Today I’m working on an appeal of a denial of an application for asylum by the Immigration Court in Buffalo, New York. My client is from Guyana, and is Indo-Guyanese. At trial my client testified that he and his family were attacked at the family home by three Afro-Guyanese on account of their ethnicity and that he was forced flee Guyana as a result of this targeted attack.
For those of you who are unfamiliar with the political climate in Guyana, there is a distinct racial divide between the Indo-Guyanese and Afro-Guyanese which has resulted in a climate of violence in the Country. The Afro-Guyanese are descendants of Africans, and perceive themselves as the true Guyanese believing that they have a greater right to Guyana than the Indo-Guyanese who arrived after them as indentured workers under British colonial rule.
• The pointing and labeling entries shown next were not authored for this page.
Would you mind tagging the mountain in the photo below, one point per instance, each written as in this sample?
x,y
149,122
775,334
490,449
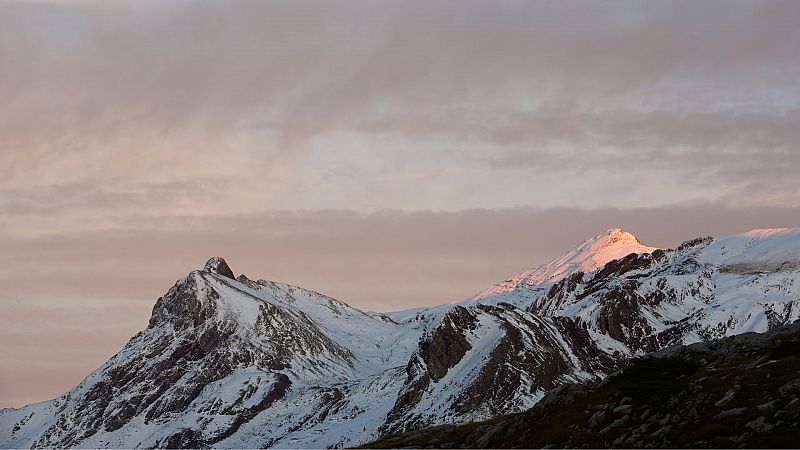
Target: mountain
x,y
739,391
230,362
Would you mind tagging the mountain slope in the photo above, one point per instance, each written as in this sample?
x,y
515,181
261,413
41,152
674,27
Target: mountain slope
x,y
232,362
741,391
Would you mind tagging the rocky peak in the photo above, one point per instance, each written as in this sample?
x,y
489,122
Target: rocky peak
x,y
217,265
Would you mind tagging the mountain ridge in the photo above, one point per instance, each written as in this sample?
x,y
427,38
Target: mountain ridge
x,y
240,363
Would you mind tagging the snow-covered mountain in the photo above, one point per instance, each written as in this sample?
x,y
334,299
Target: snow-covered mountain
x,y
231,362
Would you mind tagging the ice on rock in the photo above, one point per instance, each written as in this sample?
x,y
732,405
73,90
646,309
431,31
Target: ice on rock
x,y
217,265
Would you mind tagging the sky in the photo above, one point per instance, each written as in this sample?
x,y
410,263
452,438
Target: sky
x,y
389,154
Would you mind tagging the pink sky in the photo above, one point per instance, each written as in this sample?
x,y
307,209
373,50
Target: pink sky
x,y
390,155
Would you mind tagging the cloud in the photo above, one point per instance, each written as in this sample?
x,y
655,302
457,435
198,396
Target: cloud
x,y
259,92
139,138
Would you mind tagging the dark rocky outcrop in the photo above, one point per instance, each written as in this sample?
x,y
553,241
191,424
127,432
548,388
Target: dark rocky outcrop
x,y
741,391
218,266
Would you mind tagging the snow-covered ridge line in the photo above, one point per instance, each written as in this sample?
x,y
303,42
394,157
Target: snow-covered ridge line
x,y
231,362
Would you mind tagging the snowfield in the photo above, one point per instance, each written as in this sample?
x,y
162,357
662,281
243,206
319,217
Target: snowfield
x,y
232,362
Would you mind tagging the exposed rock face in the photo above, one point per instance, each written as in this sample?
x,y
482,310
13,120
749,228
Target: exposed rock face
x,y
217,265
230,362
740,391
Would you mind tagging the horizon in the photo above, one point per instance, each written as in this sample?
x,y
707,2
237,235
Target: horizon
x,y
390,156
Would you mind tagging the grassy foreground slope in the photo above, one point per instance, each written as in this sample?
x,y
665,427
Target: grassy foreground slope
x,y
740,391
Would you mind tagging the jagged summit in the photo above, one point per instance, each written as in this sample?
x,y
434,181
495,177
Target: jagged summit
x,y
586,257
217,265
230,363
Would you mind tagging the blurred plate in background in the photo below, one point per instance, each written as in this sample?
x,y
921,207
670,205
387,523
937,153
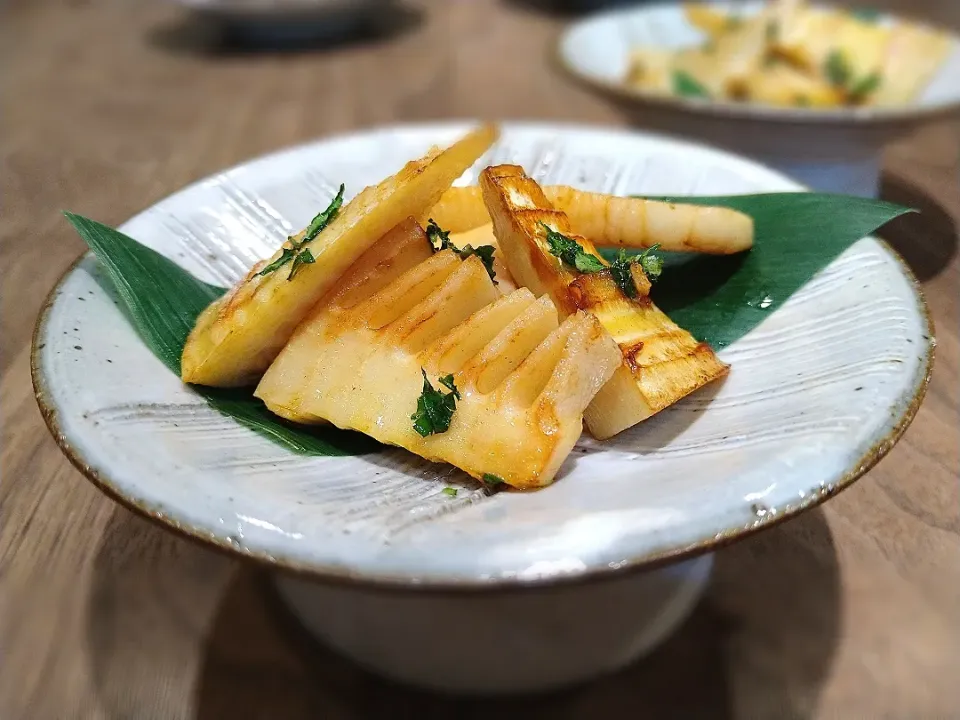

To exacerbate the tension between the two ethnic groups the British made land available to the Indo-Guyanese in the late nineteenth century while denying land ownership to Afro-Guyanese several decades earlier which resulted in the reinforcement of Afro-Guyanese resentment towards the Indo-Guyanese in the colony.
These tensions have remained today in Guyana and the result is that Indo-Guyanese are being singled out by Afro-Guyanese and are suffering physical abuse and violence at the hands of government agents, as well as by individuals.
At trial we submitted the most recent Department of State Country Reports, as well as other available evidence to corroborate my client’s claim that Indo-Guyanese are being targeted by Afro-Guyanese which included evidence that establishes that in Guyana “overt racial hostility” is “getting worse” and that Indo-Guyanese are “targets of attacks” by “Afro-Guyanese militant groups”.
In my brief I am arguing that the Court committed a reversible error of law by denying my client’s application for asylum because it found that my Client testified credibly as to the attack on his family, the record contains evidence that there is a pattern and practice of continuing persecution of Indo-Guyanese in Guyana, and that my client’s fear of return is both subjectively, and objectively reasonable.
Statistically the Immigration Court in Buffalo, New York is one of the most difficult Courts in the United States to obtain a grant of asylum. We have our work cut out for us. Wish me luck.